Gettens Robert T T, Gilbert Jeremy L
Department of Biomedical and Chemical Engineering, Link Hall 121, Syracuse University, Syracuse, New York 13244, USA.
J Biomed Mater Res A. 2008 Apr;85(1):176-87. doi: 10.1002/jbm.a.31530.

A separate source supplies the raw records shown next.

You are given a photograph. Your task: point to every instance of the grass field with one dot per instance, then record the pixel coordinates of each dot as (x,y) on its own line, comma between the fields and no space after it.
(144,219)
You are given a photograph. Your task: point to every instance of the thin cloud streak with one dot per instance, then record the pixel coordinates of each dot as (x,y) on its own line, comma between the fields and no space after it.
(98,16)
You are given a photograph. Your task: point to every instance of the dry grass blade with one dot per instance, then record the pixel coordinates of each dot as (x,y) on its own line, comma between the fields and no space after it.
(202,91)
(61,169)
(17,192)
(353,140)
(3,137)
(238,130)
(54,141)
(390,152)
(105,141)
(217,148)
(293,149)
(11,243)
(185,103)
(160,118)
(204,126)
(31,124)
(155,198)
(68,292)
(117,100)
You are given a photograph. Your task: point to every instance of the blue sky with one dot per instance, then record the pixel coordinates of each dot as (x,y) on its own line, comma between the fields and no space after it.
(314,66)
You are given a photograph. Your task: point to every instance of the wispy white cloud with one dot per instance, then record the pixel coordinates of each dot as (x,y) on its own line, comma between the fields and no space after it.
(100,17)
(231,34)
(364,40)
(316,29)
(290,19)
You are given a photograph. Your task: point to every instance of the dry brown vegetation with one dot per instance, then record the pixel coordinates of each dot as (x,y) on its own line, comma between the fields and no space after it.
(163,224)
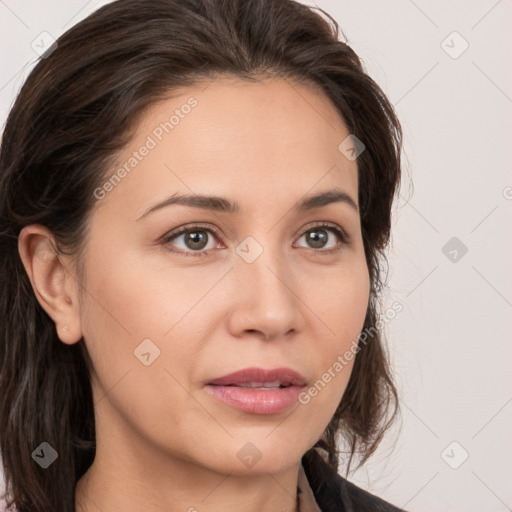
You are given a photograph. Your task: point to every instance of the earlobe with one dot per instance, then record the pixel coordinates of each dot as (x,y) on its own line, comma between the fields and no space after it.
(55,288)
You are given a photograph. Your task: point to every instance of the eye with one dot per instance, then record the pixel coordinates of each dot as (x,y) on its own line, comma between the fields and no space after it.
(318,237)
(196,238)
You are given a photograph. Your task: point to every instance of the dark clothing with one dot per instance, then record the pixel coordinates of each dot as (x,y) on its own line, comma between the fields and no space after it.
(333,493)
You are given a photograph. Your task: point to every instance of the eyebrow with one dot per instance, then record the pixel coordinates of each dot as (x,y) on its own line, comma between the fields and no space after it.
(221,204)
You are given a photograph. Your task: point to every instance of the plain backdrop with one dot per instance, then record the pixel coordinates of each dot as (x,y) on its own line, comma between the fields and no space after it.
(446,67)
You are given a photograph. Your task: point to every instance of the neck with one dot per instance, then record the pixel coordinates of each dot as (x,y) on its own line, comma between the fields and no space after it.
(121,480)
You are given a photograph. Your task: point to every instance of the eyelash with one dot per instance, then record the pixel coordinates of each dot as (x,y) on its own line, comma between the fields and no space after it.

Adsorption of the plasma protein fibrinogen onto electrically polarized 316L stainless steel was observed and quantified using both in situ and ex situ atomic force microscopy (AFM) techniques. Significant differences in fibrinogen adsorption were observed across voltages. Ex situ studies showed significantly lower area coverage (theta) and height of adsorbed Fb on cathodically polarized surfaces when compared to anodically polarized surfaces. Conformational differences in the protein may explain the distinctions in Fb surface area coverage (theta) and height between the anodic and cathodic cases. In situ studies showed significantly slower kinetics of Fb adsorption onto surfaces below -100 mV (vs. Ag/AgCl) compared to surfaces polarized above -100 mV. Electrochemical current density data showed large charge transfer processes (approximately 1 x 10(-5) to 1 x 10(-4) A/cm(2)) taking place on the 316L SS surfaces at voltages below -100 mV (vs. Ag/AgCl). These relatively large current densities point to flux of ionic species away from the surface as a major source of the reduction in adsorption kinetics rather than just hydrophilic or electrostatic effects.
采用原位和非原位原子力显微镜(AFM)技术观察并定量了血浆蛋白纤维蛋白原在电极化316L不锈钢上的吸附情况。观察到不同电压下纤维蛋白原吸附存在显著差异。非原位研究表明,与阳极极化表面相比,阴极极化表面上吸附的纤维蛋白原的面积覆盖率(θ)和高度显著更低。蛋白质的构象差异可能解释了阳极和阴极情况下纤维蛋白原表面积覆盖率(θ)和高度的差异。原位研究表明,与极化电压高于 -100 mV(相对于Ag/AgCl)的表面相比,在 -100 mV(相对于Ag/AgCl)以下的表面上,纤维蛋白原的吸附动力学明显更慢。电化学电流密度数据表明,在电压低于 -100 mV(相对于Ag/AgCl)时,316L不锈钢表面发生了较大的电荷转移过程(约1×10⁻⁵至1×10⁻⁴ A/cm²)。这些相对较大的电流密度表明,离子物种从表面的通量是吸附动力学降低的主要来源,而不仅仅是亲水性或静电效应。